5. Social factors may also lead to higher rates of clinical depression among women, including stress from work, family responsibilities, the roles and expectations of women and increased rates of sexual abuse and poverty.

6. Gender Differences
-Women experience depression at roughly twice the rate of men. (Girls 14-18 years of age have consistently higher rates of depression than boys in this age group.)


In my case, postpartum depression was, I believe, triggered by a hormonal balance when I stopped nursing my daughter at six months, because my son, 18 months older, was such an active child, I felt I could not continue to nurse. Many years later I learned that when you stop nursing, there is a hormonal shift. My second big “meltdown,” as Susan Sarandon once called depression, came while I was going through divorce and menopause, both of which are stressful, with menopause listed under hormonal issues. The doctor never even asked about my physical condition. If I had been going to a holistic practitioner at the time, I think the link between the physical and mental would have been uncovered.
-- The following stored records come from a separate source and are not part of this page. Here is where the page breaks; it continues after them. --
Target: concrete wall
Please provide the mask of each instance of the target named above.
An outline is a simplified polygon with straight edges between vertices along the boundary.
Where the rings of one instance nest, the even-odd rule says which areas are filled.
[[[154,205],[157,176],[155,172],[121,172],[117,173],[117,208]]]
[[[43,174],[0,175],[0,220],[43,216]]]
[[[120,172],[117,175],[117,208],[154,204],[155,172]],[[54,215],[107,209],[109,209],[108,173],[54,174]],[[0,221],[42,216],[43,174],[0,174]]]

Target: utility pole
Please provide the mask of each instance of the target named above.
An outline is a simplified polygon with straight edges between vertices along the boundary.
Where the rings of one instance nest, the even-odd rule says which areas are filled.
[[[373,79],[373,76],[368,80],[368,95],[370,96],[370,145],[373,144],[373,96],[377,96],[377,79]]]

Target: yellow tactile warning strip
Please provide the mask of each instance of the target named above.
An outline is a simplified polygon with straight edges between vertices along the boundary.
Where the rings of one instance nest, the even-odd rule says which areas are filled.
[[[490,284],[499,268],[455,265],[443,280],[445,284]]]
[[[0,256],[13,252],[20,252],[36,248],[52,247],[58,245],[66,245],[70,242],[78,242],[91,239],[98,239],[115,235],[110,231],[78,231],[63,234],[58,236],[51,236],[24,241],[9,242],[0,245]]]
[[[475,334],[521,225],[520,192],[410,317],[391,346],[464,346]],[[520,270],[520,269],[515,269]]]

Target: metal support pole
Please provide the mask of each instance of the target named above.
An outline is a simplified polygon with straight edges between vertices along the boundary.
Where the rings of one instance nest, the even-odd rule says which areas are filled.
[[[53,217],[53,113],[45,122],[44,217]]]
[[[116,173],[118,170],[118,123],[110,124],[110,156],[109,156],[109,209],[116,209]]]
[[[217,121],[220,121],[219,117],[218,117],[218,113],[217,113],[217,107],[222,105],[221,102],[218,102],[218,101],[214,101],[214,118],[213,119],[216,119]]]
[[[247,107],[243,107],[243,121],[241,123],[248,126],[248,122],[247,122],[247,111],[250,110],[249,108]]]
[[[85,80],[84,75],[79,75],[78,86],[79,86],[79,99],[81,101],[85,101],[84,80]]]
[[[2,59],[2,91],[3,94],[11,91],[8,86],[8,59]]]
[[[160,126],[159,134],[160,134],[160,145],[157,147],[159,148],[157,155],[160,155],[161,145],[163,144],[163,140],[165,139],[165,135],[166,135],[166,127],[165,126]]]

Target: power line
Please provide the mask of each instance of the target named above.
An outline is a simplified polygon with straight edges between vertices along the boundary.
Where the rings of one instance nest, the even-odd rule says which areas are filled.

Because women seem to be more prone to depression than men, which is true in my family, I have collected several books on the topic.  In my next posting later this week, I hope to have the list completed. (I have one more book to read.) In the meantime, if you have any books on the topic you’d like to suggest, please email the information for me to share with other readers. Thanx!


In the 1970s, after I had experienced severe postpartum depression, I penned this rhyme based on Sylvia Plath’s autobiogrphical novel, The Bell Jar. (I Googled the title and came up with this piece of information.)

“Sylvia Plath was an excellent poet but is known to many for this largely autobiographical novel which was first published in 1963 under the pseudonym Victoria Lucas. The Bell Jar has become a classic of American literature.”  I will add this to the bibliography in the next posting.


To Sylvia’s Bell Jar

Written in the mid-late 1970s by ellensue


When the bell jar descends, I feel my life’s ending.
For without Hope, there’s no way I can cope.

Everyone has a bell jar, which can smother her life’s breath.
Be it her job, mother, spouse or herself; no one is without one.

The trick is to break it—so it can never cause you pain.
For if it closes around you tightly,
You’ll spend your days fighting for air, and slowly losing….
For the pain is in the dying.

I’m always ready for my bell jar to descend, so I keep a constant vigil.
It closed about me once, and dying once is enough—isn’t is?